In case somebody is still tempted to protest that the Boolean type is just a special case of an enumeration type... ;-), it might be helpful to observe in summary that the Boolean is superior in its predictability. Never will a boolean need to facilitate for other values than just True or False [5] and never will the possible values of a boolean cease to be mutually exclusive. A programmer dealing with a Boolean field will of course never even give those nightmarish suggestions any thought and can therefore write clear, concise and safe code to reason over its potential values.

Next time you think you know beforehand which (3, 4, 5, etc.) states will only ever apply in a process, ask yourself the question whether those states could be expressed as a combination of meaningful booleans. This may require a bit of creative thinking in some cases, but is often easy to do. If you find this is indeed feasible, it seems obvious to me that you should do exactly that. I only wrote this down because apparently some other guys didn't see it that way... What do you think?


Notes
[1] The title of this post was modelled after some of the items in Joshua Bloch's educational ¨Effective Java (2nd edition)¨ that I enjoyed reading recently. The structure and authoritative, yet balanced style of the material alone made it a joy to read. I wouldn't dare to suggest that I think I could match it.
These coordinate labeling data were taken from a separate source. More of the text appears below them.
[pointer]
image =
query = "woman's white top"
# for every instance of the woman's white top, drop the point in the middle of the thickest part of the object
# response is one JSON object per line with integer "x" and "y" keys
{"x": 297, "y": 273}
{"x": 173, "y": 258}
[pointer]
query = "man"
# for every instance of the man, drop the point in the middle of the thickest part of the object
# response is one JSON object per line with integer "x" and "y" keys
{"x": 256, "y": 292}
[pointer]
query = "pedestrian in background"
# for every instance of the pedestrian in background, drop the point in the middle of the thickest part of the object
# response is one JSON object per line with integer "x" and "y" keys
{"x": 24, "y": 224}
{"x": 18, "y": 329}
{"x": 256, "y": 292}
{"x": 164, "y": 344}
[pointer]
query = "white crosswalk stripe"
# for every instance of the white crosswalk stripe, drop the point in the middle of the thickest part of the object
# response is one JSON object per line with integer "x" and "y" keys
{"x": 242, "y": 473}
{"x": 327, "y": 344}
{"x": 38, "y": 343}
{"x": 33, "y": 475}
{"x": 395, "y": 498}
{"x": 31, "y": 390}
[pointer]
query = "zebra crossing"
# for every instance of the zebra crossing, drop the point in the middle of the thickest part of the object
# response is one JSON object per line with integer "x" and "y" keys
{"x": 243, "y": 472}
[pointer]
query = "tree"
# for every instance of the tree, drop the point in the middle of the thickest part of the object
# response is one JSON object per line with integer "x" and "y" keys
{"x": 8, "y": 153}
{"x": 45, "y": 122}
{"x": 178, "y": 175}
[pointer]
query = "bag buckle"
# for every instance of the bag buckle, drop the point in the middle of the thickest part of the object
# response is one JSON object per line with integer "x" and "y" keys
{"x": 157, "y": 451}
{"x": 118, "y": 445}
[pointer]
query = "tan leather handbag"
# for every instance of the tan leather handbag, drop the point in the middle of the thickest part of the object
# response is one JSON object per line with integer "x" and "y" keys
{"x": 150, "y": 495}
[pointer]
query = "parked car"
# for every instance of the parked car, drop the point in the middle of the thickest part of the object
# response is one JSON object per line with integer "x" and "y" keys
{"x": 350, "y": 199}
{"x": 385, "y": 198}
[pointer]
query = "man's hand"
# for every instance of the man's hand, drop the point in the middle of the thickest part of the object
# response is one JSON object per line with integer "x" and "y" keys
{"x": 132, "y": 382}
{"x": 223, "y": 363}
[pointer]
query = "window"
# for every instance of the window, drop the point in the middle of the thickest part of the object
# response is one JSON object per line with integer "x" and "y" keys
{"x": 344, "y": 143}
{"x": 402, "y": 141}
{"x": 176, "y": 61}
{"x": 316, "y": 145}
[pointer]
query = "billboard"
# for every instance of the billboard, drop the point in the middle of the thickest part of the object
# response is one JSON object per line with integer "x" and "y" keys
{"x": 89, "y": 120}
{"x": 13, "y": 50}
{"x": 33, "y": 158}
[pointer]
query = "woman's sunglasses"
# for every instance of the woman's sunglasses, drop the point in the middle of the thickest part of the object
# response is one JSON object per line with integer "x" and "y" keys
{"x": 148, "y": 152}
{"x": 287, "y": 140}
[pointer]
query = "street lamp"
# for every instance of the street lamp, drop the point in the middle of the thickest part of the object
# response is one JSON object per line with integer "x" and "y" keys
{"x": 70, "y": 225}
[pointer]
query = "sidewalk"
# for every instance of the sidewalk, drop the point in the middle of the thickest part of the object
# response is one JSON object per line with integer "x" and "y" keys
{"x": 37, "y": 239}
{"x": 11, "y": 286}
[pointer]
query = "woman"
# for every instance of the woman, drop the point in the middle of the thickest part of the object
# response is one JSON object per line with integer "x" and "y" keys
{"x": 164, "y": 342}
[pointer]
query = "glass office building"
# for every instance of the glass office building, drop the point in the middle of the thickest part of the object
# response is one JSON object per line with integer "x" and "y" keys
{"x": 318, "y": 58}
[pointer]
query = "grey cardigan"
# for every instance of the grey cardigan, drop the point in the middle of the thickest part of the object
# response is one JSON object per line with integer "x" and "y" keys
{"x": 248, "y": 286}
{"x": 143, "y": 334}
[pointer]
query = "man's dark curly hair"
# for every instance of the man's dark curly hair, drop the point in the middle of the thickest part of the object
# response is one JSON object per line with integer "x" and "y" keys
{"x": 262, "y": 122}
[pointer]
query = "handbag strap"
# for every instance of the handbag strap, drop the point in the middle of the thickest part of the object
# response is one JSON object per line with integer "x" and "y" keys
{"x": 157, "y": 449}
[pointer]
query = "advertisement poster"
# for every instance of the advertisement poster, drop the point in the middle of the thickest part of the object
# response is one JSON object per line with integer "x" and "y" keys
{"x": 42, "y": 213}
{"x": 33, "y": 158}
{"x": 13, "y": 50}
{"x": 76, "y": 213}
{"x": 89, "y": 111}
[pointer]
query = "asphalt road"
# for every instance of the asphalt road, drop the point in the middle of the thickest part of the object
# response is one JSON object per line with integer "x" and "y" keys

[2] Note that where booleans share pretty universal syntax and semantics across environments, an enumeration type can take many forms: a special language construct, a set of named integer constants, an agreed set of strings, a foreign key to a dedicated code table, a set of classes that implement the same interface (as in the State Pattern), etc.

[3] e.g. in ¨Effective Java (2nd ed.)¨ on page 190 and for instance in [http://c2.com/cgi/wiki?UseEnumsNotBooleans], but note the discussion following the original argument there (no guarantees of course that that wiki entry will stay how I found it).

[4] Boolean flags don't necessarily need to be stored as such 'physically', as they can take an implicit form: a 'virtual' flag is considered 'set' (or 'unset' if that makes more sense in the context) when a corresponding optional field has a value (like a timestamp that indicates when the message was received; a value in the 'due' timestamp field referenced above might similarly imply that the message was sent). Depending on the environment, 'optional' here usually either means 'can have a null value' or 'can be omitted' (XML). And when the interface to the object is separate from its implementation (which is clearly not the case in plain XML and SQL) a client of that interface doesn't even need to know the flag is not actually stored as a separate boolean field. This type of redundancy minimization serves as a pro-boolean argument in itself: it is natural to take this approach when working from a mental model that focuses on boolean reasoning, but it doesn't work coming from an enumeration type perspective.

[5] I know: it is possible, fun and useful in some contexts to define a Boolean-like type that allows for one or more fuzzy values between True and False (e.g. Unknown), but as you write your code dealing with those instances there can never be any doubt that this is not your regular Boolean.